By Kenneth J. McCulloch
December 01, 2003

A recent decision, Boggs v. Die Fliedermaus, d/b/a Le Bar Bat, 2003 WL 22299315 (S.D.N.Y. 10/07/03) (Sweet, D. J.), offers many lessons for employers about what to do, and not to do, to position themselves for a successful summary judgment motion in a hostile work environment case.

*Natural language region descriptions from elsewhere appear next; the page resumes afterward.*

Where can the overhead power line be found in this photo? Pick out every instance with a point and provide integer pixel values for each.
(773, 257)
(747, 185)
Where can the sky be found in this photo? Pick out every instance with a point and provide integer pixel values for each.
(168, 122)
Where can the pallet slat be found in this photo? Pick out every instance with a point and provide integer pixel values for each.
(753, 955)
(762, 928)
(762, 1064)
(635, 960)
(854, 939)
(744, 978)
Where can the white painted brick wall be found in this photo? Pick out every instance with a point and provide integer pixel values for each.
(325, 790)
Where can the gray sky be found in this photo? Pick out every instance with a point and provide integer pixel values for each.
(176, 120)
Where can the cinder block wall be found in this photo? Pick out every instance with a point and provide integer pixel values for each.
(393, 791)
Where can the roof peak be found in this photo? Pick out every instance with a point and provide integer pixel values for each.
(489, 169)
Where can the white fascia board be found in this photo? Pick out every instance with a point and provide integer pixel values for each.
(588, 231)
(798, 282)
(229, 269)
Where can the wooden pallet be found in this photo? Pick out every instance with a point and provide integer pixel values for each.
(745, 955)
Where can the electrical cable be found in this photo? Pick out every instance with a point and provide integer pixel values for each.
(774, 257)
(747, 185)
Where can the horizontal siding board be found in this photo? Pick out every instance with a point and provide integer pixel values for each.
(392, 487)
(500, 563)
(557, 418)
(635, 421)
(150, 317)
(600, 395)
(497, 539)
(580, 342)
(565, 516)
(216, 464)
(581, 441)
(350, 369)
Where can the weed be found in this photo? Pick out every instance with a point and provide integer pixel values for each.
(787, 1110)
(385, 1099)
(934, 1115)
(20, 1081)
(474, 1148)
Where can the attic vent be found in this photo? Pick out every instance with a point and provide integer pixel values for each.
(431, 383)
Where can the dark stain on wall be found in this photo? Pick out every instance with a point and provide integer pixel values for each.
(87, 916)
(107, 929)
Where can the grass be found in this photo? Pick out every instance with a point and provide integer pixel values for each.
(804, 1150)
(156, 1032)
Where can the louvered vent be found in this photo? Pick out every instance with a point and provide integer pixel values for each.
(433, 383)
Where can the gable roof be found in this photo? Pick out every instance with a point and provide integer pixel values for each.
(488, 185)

This dispute has an extensive and tortured history. The plaintiffs in Boggs were hostesses at Le Bar Bat, a well-known New York City bar and restaurant. One of the Defendants, Patrick Kelly, the Director of Banquets and Public Relations, had earlier been charged with, and convicted of, federal crimes of obstruction of justice and witness tampering for trying to have witnesses lie about events. Defendant Larry Cerrone, the General Manager, was alleged to have referred to three of the African-American plaintiffs as “dark, light, and semi-sweet chocolate,” and when they worked nights together, he referred to the shift as “chocolate night”. When one of these plaintiffs complained, he apologized, but continued thereafter to refer to that employee as “you people.” Cerrone was also accused of speaking to one of the plaintiffs in Ebonics for 2 weeks. Another employee said Cerrone frequently made comments of a sexual nature to her and engaged in unwanted physical contact, like hugging, kissing, and rubbing her shoulders, leading her to quit her job.